Gifts of real estate

Depending on the method you choose, a gift of real estate to MAHHC may allow you to:

  • Receive an income tax charitable deduction
  • Reduce or eliminate capital gains tax
  • Pay no gift tax on the transfer
  • Reduce your estate administration expenses
  • Relieve the burden of maintenance costs, property taxes, and insurance

Another benefit: you don't have to hassle with selling the real estate. Simply deed the property directly to MAHHC or ask your attorney to add a few sentences in your will or trust agreement.

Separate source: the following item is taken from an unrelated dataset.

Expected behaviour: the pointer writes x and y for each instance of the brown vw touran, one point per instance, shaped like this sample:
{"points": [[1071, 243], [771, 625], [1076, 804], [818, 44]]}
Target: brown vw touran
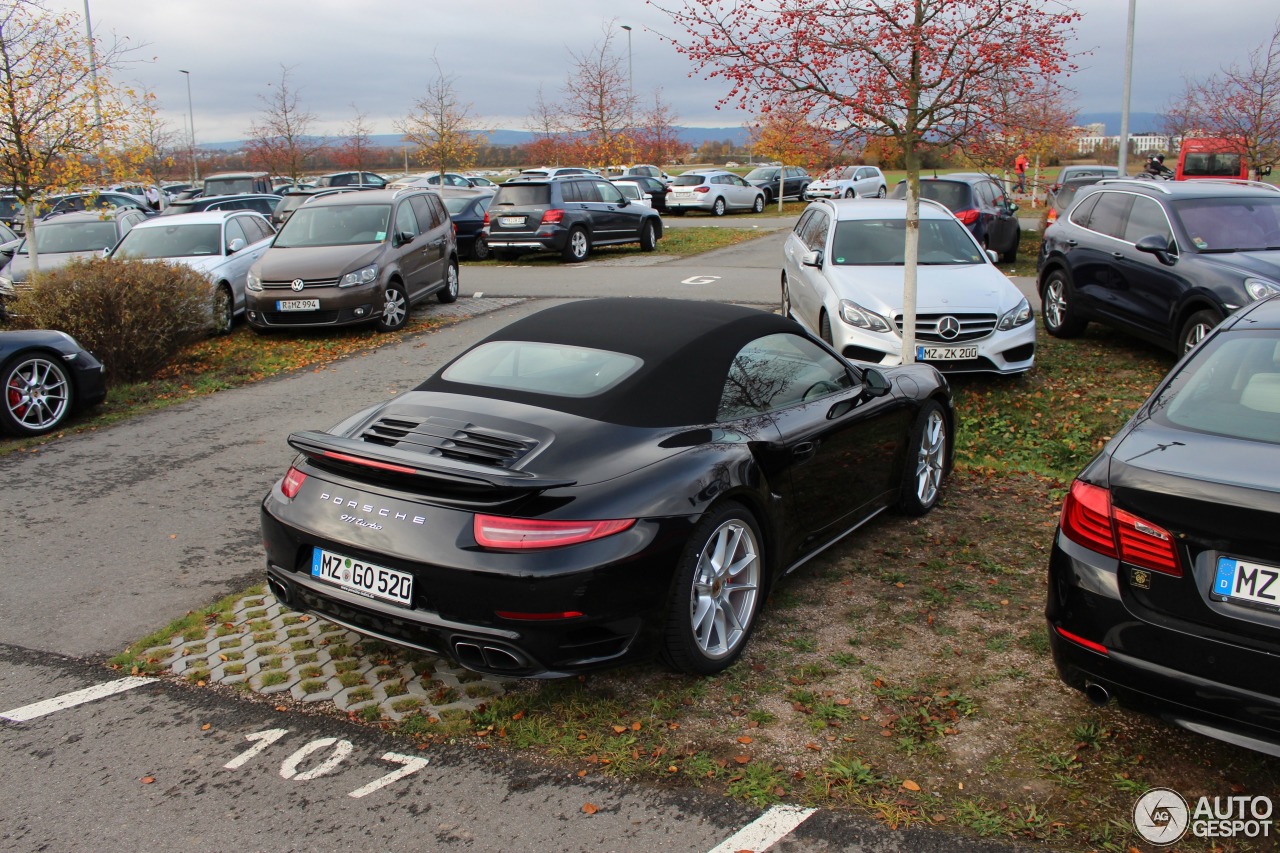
{"points": [[355, 258]]}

You can give real estate to MAHHC in the following ways:

An outright gift – When you make a gift of real estate, you qualify for a federal income tax charitable deduction equal to the property's full fair market value. This deduction lets you reduce the cost of making the gift and frees cash that otherwise would have been used to pay taxes. By donating the property to MAHHC, you also eliminate capital gains tax on its appreciation.

A gift in your will or living trust – A gift of real estate through your will or living trust allows you the flexibility to change your mind and the potential to support our work with a larger gift than you could during your lifetime. In as little as one sentence or two, you can ensure that your support for MAHHC continues after your lifetime.

A retained life estate  You can transfer your residence (or farm) to MAHHC but keep the right to occupy or rent out the property for the rest of your life. You continue to pay real estate taxes, maintenance fees, and insurance on the property. Though MAHHC would not take possession of your home until after your lifetime, since your gift cannot be revoked, you qualify for a federal income tax charitable deduction for a portion of your home's value.

A memorial or endowed gift – A gift of real estate may be a perfect way to honor a loved one in perpetuity. When you make an endowed gift of real estate, your contribution is invested with and becomes part of MAHHC’s endowment, and an annual distribution is made for the purpose at MAHHC you designate. Because the principal remains intact, the fund will generate support for MAHHC in perpetuity.

A Donor-Advised Fund – When you transfer real estate to your Donor-Advised Fund, you avoid capital gains taxes and qualify for a federal income tax charitable deduction based on the fair market value of the property when you itemize your taxes.